L’auteur nous invite à devenir nous même. L’avis d’autrui n’est pas une fin en soi, n’est pas le déterminisme de notre parcours individuel. Les évènements se déroulent dans les années 90 c’est la période où l’homosexualité naissante était néfaste. Les faits relatés dans ce propos rendent compte de la violence des mentalités à cette époque, mais également de leurs évolutions positives avec l’adoption du Mariage pour Tous. Cette victoire politique état nécessaire pour effacer la souffrance des homosexuels persécutés et victimes de généralisations négatives. Edouard Louis retranscrit volontairement un vocabulaire familier pour que le lecteur ressente la profondeur des insultes et actes violent dont il a été victime. Ainsi, nous constatons que, durant son enfance, Eddy était un individu à l’état de bacille, indésirable. Parallèlement, l’auteur emploi un vocabulaire plus soutenu pour retranscrire ses émotions. La confrontation de ces deux vocabulaires symbolise l’affrontement perpétuel entre Edouard Louis, l’écrivain normalien, et Eddy Bellegueule, l’homosexuel persécuté par son propre milieu social. Ainsi, l’écrivain nous laisse l’impression d’en vouloir à sa famille, mais je pense que son objectif premier était de faire comprendre à sa famille et son milieu social qu’être différent n’est pas un vice, et qu’au final ce n’est pas son entourage qui lui a fait du mal mais les mentalités de son propre milieu social qui se sont acharnées sur lui. Son livre excuse et déresponsabilise sa famille. Malgré l’absence de tendresse et un vocabulaire drastique, l’auteur expose des vérités inimaginables.
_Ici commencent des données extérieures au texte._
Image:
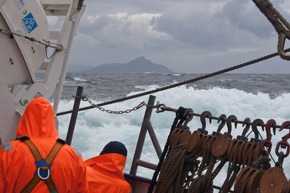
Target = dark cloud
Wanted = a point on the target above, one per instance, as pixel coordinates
(185, 35)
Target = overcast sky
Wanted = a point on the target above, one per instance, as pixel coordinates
(192, 36)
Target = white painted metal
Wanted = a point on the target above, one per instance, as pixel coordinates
(22, 57)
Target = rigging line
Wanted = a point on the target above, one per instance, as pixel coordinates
(181, 83)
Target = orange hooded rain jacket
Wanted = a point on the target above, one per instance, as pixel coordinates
(17, 163)
(105, 174)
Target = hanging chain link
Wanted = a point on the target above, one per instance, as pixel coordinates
(114, 112)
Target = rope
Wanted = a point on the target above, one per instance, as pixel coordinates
(170, 171)
(180, 83)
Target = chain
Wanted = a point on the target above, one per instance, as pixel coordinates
(114, 112)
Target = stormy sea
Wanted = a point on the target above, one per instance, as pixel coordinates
(264, 96)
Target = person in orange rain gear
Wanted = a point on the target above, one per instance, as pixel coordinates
(105, 172)
(37, 161)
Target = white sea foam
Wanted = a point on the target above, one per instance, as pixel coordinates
(95, 128)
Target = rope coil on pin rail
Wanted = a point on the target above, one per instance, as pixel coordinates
(254, 152)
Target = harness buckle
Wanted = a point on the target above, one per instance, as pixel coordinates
(43, 169)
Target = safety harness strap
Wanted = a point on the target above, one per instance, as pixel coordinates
(46, 168)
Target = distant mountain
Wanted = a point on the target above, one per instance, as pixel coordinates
(138, 65)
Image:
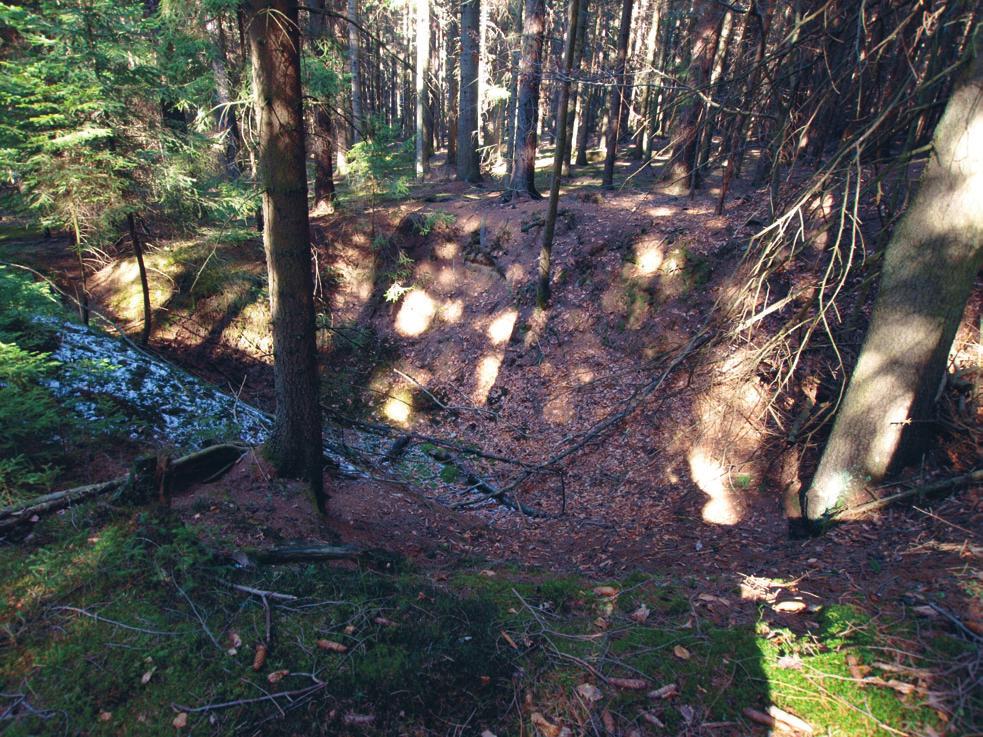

Ce livre nous délivre le récit d’un combat d’une jeunesse partagée entre la lutte pour devenir un homme et des tentations prohibées, puis d’une enfance gâchée et disparue parmi tant d’autres. De plus, ce livre pourrait être le symbole des sentiments que peuvent ressentir les enfants victimes du harcèlement à l’Ecole, lieu républicain où tout le monde devrait être sur un pied d’égalité. Ce monde caché et indicible doit s’ouvrir aux autres pour en réparer les plaies et apaiser les cicatrices.